Venezuela's forced price cuts slow world's fastest inflation

Staff Writer
Columbus CEO

(c) 2013, Bloomberg News.

CARACAS, Venezuela — Venezuela's monthly inflation rate fell in November and December after President Nicolas Maduro ordered shops to cut prices on everything from refrigerators to Christmas lights.

Consumer prices rose 2.2 percent this month and 4.8 percent in November, compared with 5.1 percent in October, the central bank said in a report posted Monday on its website. The median estimate of seven analysts surveyed by Bloomberg was for prices to gain 4 percent in November. The central bank didn't provide the annual inflation figure or the updated scarcity index.

Maduro has blamed shortages and fast inflation on the "parasitic bourgeoisie" and last month ordered more than a 1,000 businesses to reduce prices. Since then, price regulators backed by the military have taken over an electronics chain, a car battery factory, a hardware store and Smurfit Kappa's packaging plant.

Industry has blamed currency controls for crimping imports in a country that gets about 70 percent of its goods from abroad. Venezuela has the fastest inflation in the world among the 103 economies surveyed by Bloomberg.

Food prices rose 7.5 percent in November, restaurants and hotels 5.9 percent and alcohol and tobacco 5.5 percent.
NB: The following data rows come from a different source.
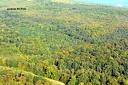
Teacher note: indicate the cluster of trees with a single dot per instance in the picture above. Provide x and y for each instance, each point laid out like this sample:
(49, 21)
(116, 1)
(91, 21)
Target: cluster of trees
(77, 44)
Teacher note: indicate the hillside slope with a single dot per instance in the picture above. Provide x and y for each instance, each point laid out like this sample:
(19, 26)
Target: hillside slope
(74, 43)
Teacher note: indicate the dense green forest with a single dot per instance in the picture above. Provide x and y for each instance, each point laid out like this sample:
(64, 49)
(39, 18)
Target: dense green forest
(52, 40)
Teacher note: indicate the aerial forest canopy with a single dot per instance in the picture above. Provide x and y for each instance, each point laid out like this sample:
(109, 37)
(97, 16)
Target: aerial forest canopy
(51, 42)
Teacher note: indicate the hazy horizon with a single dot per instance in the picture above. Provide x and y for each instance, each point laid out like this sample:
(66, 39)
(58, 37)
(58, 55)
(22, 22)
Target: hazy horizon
(117, 3)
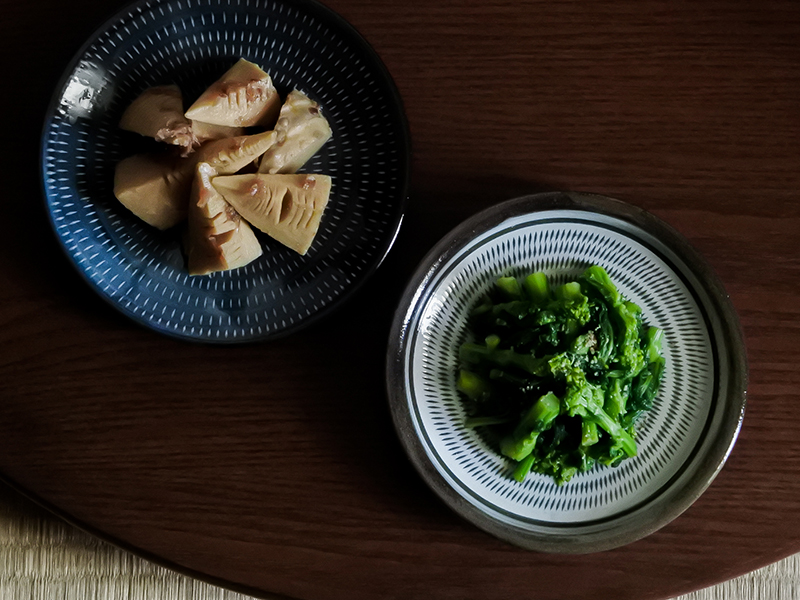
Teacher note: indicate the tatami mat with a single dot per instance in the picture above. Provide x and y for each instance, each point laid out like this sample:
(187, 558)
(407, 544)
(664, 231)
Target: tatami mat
(43, 558)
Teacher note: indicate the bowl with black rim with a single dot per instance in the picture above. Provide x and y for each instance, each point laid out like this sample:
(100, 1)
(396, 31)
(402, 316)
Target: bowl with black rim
(683, 441)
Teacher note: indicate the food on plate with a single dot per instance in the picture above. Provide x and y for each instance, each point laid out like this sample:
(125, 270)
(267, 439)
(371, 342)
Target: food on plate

Caracas inflation for November was 3.7 percent.

Maduro said price cuts should slow inflation and asked government statisticians in a televised address Nov. 23 to "go beyond the technicalities and technology" when calculating inflation.

The central bank said it undertook an "extraordinary operation" in collecting the inflation data.
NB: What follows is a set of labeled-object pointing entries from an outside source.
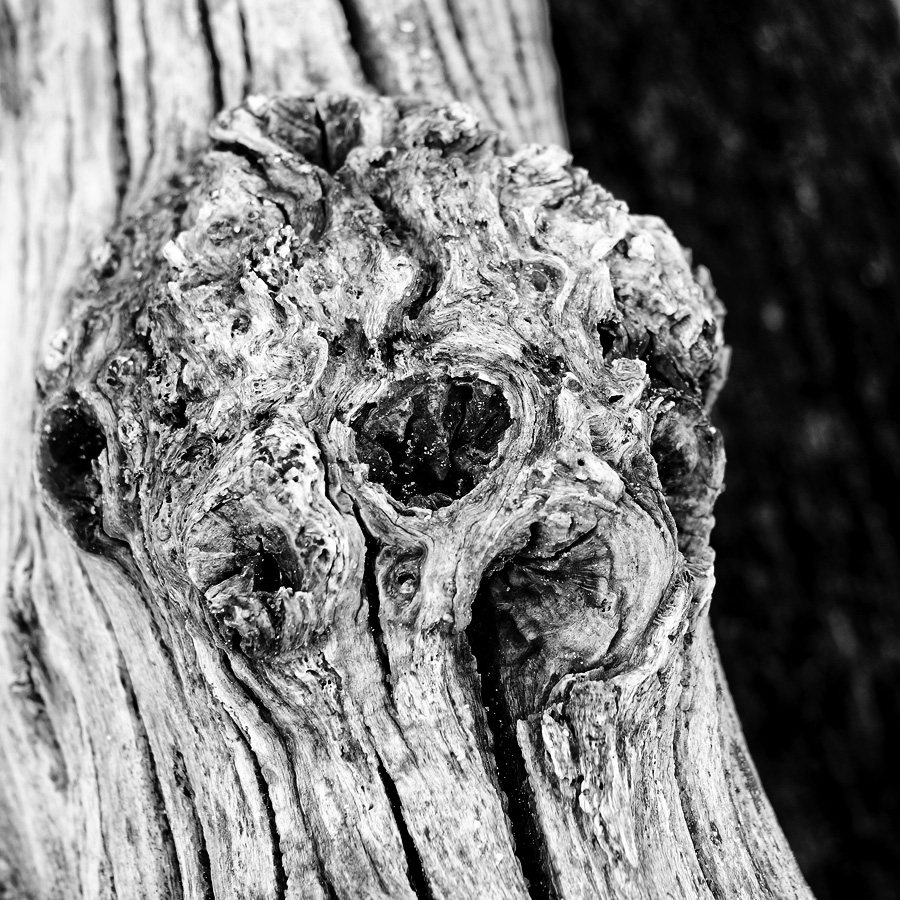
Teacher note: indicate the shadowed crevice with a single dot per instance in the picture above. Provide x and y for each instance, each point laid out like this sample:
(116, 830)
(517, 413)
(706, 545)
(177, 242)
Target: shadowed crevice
(414, 868)
(484, 641)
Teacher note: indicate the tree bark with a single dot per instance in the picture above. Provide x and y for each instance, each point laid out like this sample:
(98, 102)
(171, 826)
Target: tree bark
(764, 133)
(376, 474)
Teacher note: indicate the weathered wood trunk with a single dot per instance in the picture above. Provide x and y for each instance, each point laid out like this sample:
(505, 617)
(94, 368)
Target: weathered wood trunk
(765, 134)
(368, 552)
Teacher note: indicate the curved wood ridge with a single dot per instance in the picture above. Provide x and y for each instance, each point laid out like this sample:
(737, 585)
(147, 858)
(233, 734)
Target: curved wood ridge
(399, 435)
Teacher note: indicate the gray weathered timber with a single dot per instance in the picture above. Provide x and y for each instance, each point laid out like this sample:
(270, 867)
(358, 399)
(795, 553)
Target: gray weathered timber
(378, 488)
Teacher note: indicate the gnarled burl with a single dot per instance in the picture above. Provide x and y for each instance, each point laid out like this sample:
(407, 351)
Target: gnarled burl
(401, 434)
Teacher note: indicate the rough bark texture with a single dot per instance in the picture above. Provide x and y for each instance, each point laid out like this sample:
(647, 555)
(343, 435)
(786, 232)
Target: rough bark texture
(384, 447)
(766, 133)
"Price speculation on goods and services was out of control, which could have produced monthly inflation of close to 6 percent in November," the bank said. "The data collected was reviewed and businesses were visited again in order to corroborate results."

Price cuts have improved Maduro's popularity, allowing his party to win the majority of mayorships in local elections Dec. 8, according to polling company Datanalisis.

The cost to the economy will be faster inflation and weaker growth next year, Diego Moya-Ocampos, political risk analyst at IHS Global Insight in London, said in an emailed response to questions.

Venezuela's scarcity index, which measures the amount of goods out of stock at any given time, reached 22.4 percent in October, the highest level since January 2008, the central bank said. Annual inflation accelerated to 54.3 percent in October, the fastest pace in as many as 16 years, as shoppers searched for scarce goods ahead of Christmas festivities.

The inflation rate reached 56.1 percent this year, Francisco Rodriguez, chief Andean economist at Bank of America, said in a telephone interview from New York.

"The December slow-down is temporary," Rodriguez said. "Inflation will continue to accelerate in 2014 if there are no structural changes." Prices could increase 75 percent in 2014, he said.